Before Transformers, natural-language processing relied chiefly on recurrent neural networks (RNNs) and long short-term memory models (LSTMs). These handled sequential data well but suffered from critical limitations: slow computation and difficulty preserving information over long text sequences—a problem known as long-term dependency.

The Transformer solved these issues at once. Its core was the attention mechanism, which calculates the relative importance of each input element to every other. Rather than following word order linearly, the model identifies relationships between tokens and assigns weighted significance accordingly. This seemingly simple yet powerful approach enabled far deeper comprehension of context without relying on recurrence.

The Transformer becomes the foundation of nearly every advanced AI system that followed.

Its greatest advantage lay in parallelism. Whereas RNNs processed data step by step, Transformers analyzed entire sequences simultaneously, drastically reducing training time. Attention mechanisms also allowed the handling of long or complex contexts with remarkable effectiveness, and the architecture’s modular simplicity made it ideal for scaling to vast datasets.

Since its publication, the Transformer has become the central framework not only in natural-language processing but also in speech recognition, image generation, and even code synthesis.

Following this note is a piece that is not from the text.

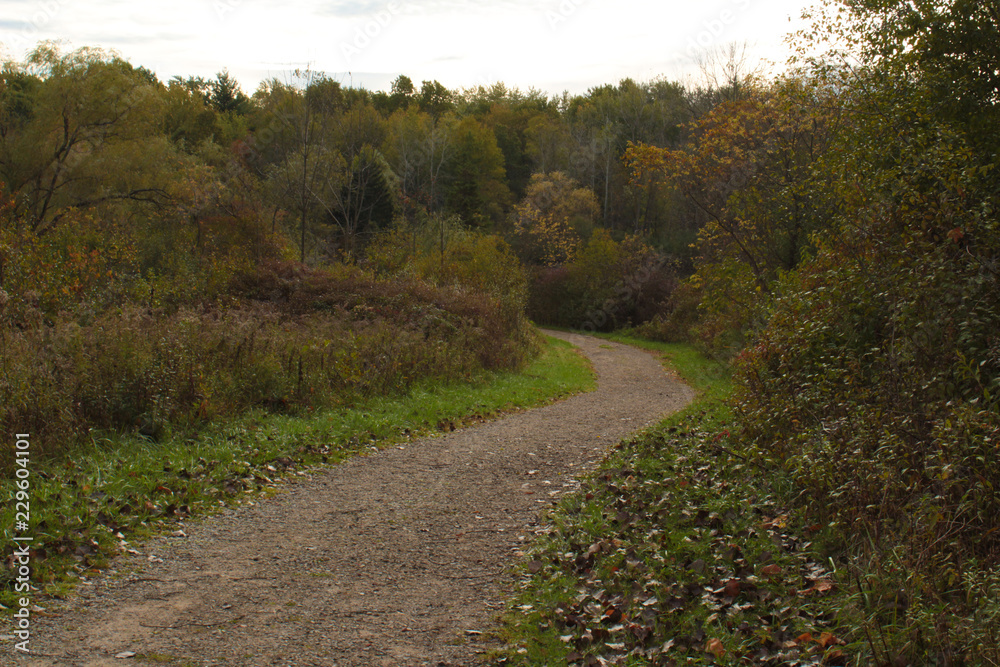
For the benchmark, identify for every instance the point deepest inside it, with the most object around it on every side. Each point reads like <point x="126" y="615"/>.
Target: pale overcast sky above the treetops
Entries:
<point x="552" y="45"/>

Almost all leading AI models today—OpenAI’s GPT series, Google’s BERT, Meta’s LLaMA, and DeepMind’s AlphaCode—trace their lineage to this design.

The Transformer was not merely a new model; it was a new language of thought. By altering how AI attends, relates, and composes, it redefined how machines understand the world—and ushered in an era in which computers could grasp and express human language with creativity and depth.